その頃、はるか上空にいるメタルザウルスは人間たちの無駄な努力を見下ろしていた。確かに地上に残してきた戦力では押し返され、駆逐されようとしている。だが、それは1割にも満たない戦力。それでようやく押し返せる程度の戦力しかない。本命の部隊は信二たちが山に登る前日の夜間に海にあるもう一つのワープホールから上空へと移動していた。
「……………………?」
肌を撫でられるかのような感覚。どうやらこの高度まで届くレーダーが人間たちにもあったようだ。バレてしまったのであればステルス状態で待機する必要はない。海中の部隊と連絡を取り、海と空。二方向から人間たちが出てくるゲートへと波状攻撃を仕掛けるのであった。
「EX-06、それは本当なの!?」
「はい。上空と海中にそれぞれ100機以上の機体を確認。こちらに向かっています」
スタンピードが確認されたことで、恐竜ダンジョンに突入したリョウコがしたのは敵の位置確認であった。カケルからの情報をもとに、本命の部隊をEX-06の探知能力ならあぶりだせるはずだと考えたからだ。
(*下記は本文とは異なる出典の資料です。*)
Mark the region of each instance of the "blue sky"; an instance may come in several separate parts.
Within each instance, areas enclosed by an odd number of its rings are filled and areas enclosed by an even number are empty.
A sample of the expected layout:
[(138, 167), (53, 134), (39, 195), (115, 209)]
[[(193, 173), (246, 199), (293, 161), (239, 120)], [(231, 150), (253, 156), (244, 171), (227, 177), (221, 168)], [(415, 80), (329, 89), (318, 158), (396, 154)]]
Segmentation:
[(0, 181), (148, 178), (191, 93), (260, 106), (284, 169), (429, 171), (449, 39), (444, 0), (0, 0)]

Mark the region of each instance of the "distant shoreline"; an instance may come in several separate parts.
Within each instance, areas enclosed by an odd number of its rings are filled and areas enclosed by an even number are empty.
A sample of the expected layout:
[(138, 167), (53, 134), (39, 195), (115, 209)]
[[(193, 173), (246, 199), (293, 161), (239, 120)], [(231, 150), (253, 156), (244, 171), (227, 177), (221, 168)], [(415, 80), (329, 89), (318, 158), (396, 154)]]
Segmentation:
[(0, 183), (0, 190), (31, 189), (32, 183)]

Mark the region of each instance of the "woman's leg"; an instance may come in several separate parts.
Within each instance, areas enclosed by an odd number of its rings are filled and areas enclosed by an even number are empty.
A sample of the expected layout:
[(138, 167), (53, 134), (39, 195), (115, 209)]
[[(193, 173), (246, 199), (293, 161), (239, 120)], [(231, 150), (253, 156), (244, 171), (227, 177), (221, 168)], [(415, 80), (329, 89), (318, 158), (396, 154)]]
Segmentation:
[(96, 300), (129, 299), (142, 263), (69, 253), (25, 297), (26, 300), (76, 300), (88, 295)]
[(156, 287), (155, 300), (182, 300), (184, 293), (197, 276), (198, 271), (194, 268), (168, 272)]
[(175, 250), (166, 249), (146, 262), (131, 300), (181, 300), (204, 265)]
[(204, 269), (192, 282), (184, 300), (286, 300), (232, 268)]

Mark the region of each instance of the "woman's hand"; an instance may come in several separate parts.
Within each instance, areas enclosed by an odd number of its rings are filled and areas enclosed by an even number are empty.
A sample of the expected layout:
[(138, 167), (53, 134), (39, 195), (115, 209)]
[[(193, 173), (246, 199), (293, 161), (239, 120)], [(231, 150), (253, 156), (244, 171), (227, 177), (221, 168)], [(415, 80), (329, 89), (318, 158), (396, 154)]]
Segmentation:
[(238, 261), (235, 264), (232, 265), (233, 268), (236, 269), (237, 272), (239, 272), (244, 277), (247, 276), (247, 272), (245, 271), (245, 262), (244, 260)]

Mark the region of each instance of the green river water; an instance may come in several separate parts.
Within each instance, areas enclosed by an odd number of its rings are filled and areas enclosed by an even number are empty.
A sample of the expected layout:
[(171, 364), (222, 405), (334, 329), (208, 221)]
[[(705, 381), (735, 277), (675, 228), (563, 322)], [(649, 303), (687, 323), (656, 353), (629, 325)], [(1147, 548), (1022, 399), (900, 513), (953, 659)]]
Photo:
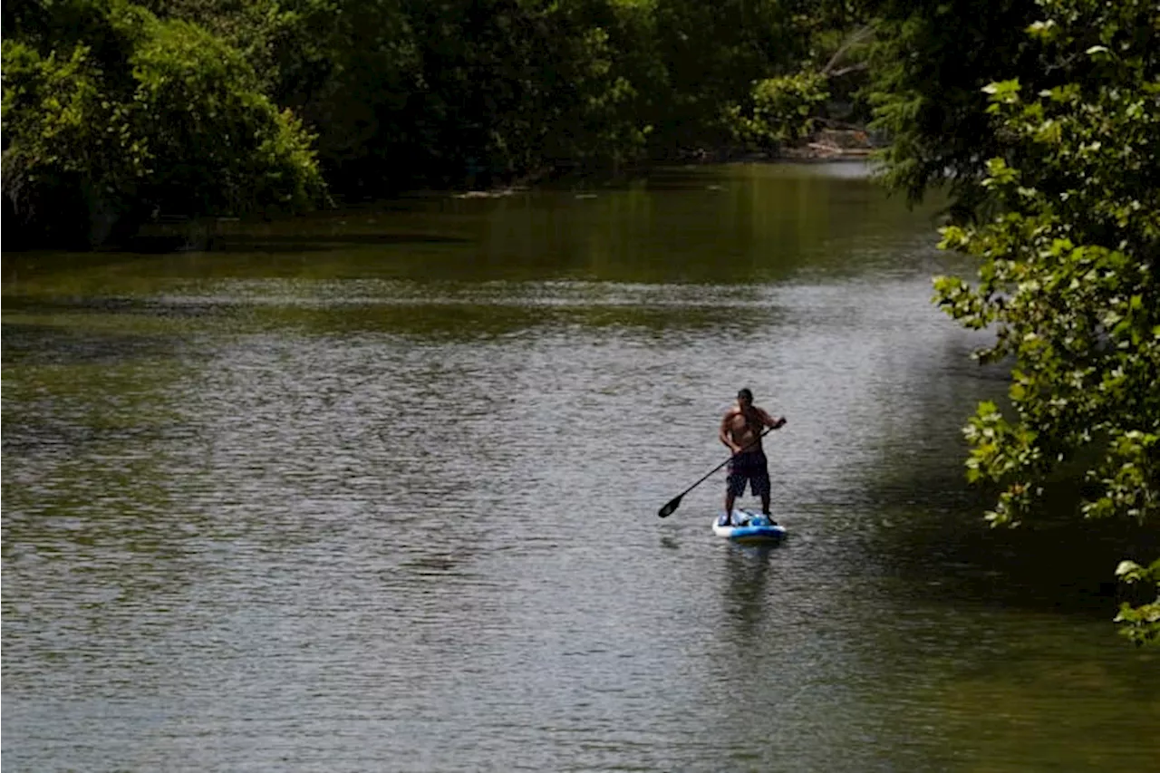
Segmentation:
[[(936, 224), (726, 166), (0, 254), (0, 771), (1155, 770), (1131, 544), (964, 482)], [(740, 386), (774, 549), (657, 518)]]

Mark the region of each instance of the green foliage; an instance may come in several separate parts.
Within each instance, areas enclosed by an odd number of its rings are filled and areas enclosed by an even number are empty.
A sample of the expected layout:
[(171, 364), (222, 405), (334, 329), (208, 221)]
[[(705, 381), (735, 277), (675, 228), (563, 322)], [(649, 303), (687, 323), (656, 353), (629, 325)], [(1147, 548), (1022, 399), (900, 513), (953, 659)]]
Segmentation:
[[(943, 232), (944, 247), (979, 260), (979, 276), (938, 279), (938, 303), (996, 328), (981, 359), (1016, 362), (1014, 417), (985, 403), (966, 429), (969, 476), (1006, 487), (989, 518), (1013, 523), (1035, 514), (1054, 471), (1082, 463), (1083, 516), (1145, 522), (1160, 512), (1160, 7), (1044, 0), (1042, 10), (1028, 38), (1054, 85), (980, 89), (998, 138), (984, 146), (1005, 152), (978, 189), (1002, 214)], [(1157, 564), (1124, 566), (1125, 578), (1160, 579)], [(1118, 619), (1136, 642), (1160, 637), (1157, 605)]]
[(204, 30), (116, 0), (32, 3), (17, 22), (0, 41), (9, 244), (100, 243), (150, 214), (292, 210), (320, 196), (309, 136)]
[[(969, 218), (983, 203), (983, 162), (1005, 153), (991, 130), (984, 86), (1003, 78), (1049, 82), (1035, 41), (1035, 0), (871, 0), (875, 43), (865, 99), (871, 128), (891, 144), (882, 153), (886, 183), (914, 201), (947, 185), (955, 215)], [(1038, 85), (1036, 86), (1038, 88)]]
[(731, 111), (734, 131), (744, 140), (767, 147), (809, 136), (818, 108), (829, 96), (826, 84), (826, 77), (817, 72), (757, 81), (753, 87), (752, 116), (742, 115), (739, 108)]

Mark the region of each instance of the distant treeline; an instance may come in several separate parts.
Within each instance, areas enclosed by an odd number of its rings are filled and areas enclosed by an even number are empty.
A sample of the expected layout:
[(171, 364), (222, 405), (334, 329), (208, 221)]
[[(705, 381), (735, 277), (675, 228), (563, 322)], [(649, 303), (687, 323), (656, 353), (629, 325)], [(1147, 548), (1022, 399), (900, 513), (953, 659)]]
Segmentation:
[(23, 0), (3, 246), (616, 172), (869, 117), (854, 2)]

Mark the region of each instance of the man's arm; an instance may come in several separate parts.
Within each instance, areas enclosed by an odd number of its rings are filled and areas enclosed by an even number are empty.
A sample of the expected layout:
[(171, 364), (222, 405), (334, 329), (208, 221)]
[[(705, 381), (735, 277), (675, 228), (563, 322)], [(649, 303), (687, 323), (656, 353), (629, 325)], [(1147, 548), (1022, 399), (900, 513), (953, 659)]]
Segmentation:
[(717, 435), (720, 439), (720, 441), (725, 443), (725, 446), (727, 446), (730, 451), (733, 454), (741, 450), (740, 448), (737, 447), (737, 443), (733, 442), (733, 427), (730, 426), (730, 419), (732, 419), (735, 414), (737, 411), (726, 411), (725, 418), (722, 419), (720, 434)]
[(764, 411), (764, 409), (757, 409), (757, 414), (759, 414), (759, 416), (761, 417), (761, 422), (762, 422), (762, 424), (764, 424), (764, 425), (766, 425), (767, 427), (769, 427), (769, 428), (771, 428), (771, 429), (777, 429), (777, 428), (780, 428), (780, 427), (781, 427), (781, 426), (782, 426), (783, 424), (785, 424), (785, 417), (784, 417), (784, 416), (780, 416), (780, 417), (777, 417), (777, 418), (775, 419), (775, 418), (773, 418), (771, 416), (769, 416), (769, 414), (768, 414), (768, 413), (767, 413), (767, 412)]

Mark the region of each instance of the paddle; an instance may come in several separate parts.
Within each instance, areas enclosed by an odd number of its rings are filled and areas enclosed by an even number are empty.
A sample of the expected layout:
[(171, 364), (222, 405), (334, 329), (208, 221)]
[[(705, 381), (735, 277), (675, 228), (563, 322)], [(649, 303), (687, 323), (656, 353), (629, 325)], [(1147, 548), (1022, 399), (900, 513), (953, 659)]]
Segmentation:
[[(782, 425), (781, 425), (781, 424), (778, 424), (778, 425), (777, 425), (777, 427), (780, 427), (780, 426), (782, 426)], [(751, 442), (749, 442), (748, 445), (746, 445), (746, 446), (742, 446), (742, 447), (741, 447), (741, 450), (745, 450), (746, 448), (752, 448), (753, 446), (756, 446), (756, 445), (757, 445), (757, 441), (759, 441), (759, 440), (761, 440), (762, 438), (764, 438), (766, 435), (768, 435), (768, 434), (769, 434), (770, 432), (773, 432), (773, 431), (774, 431), (774, 429), (776, 429), (777, 427), (768, 427), (768, 428), (766, 428), (766, 431), (764, 431), (764, 432), (762, 432), (762, 433), (761, 433), (760, 435), (757, 435), (757, 436), (756, 436), (756, 438), (755, 438), (754, 440), (752, 440), (752, 441), (751, 441)], [(728, 463), (730, 463), (730, 461), (731, 461), (732, 458), (733, 458), (733, 457), (732, 457), (732, 456), (730, 456), (730, 457), (728, 457), (727, 460), (725, 460), (724, 462), (722, 462), (720, 464), (718, 464), (718, 465), (717, 465), (717, 467), (715, 467), (713, 469), (711, 469), (711, 470), (709, 470), (708, 472), (705, 472), (705, 474), (704, 474), (704, 476), (702, 476), (702, 478), (701, 478), (699, 481), (697, 481), (696, 483), (694, 483), (694, 484), (693, 484), (691, 486), (689, 486), (688, 489), (686, 489), (686, 490), (684, 490), (684, 491), (682, 491), (681, 493), (679, 493), (679, 494), (676, 494), (675, 497), (673, 497), (672, 499), (669, 499), (669, 500), (668, 500), (668, 504), (667, 504), (667, 505), (665, 505), (664, 507), (661, 507), (661, 508), (660, 508), (660, 510), (659, 510), (659, 511), (657, 512), (657, 515), (659, 515), (660, 518), (668, 518), (668, 516), (669, 516), (669, 515), (672, 515), (672, 514), (673, 514), (674, 512), (676, 512), (676, 508), (681, 506), (681, 498), (682, 498), (682, 497), (684, 497), (684, 494), (689, 493), (690, 491), (693, 491), (694, 489), (696, 489), (697, 486), (699, 486), (699, 485), (701, 485), (702, 483), (704, 483), (704, 482), (705, 482), (705, 481), (706, 481), (706, 479), (709, 478), (709, 476), (710, 476), (710, 475), (712, 475), (712, 474), (713, 474), (713, 472), (716, 472), (717, 470), (719, 470), (719, 469), (722, 469), (723, 467), (725, 467), (726, 464), (728, 464)]]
その結果、メタルザウルスの大部隊の感知とダンジョン全域のジャミングによる通信妨害が発生。これでは、探索者たちと連携取ることすらままならない。
「知らせることができたのは救いだけど……」
「僕、皆のところに戻ります。【加……」
カケルが走ろうとしたとき、上空から無数のメタルザウルスたちが降下してくる。自分たちの後ろには現実世界に繋がるゲート。退くことは出来ない。こうなれば、メタルザウルスを倒すしかないと、剣を強く握りしめる。そんなとき、ブラックの転移で冥土隊の5人が戻ってくる。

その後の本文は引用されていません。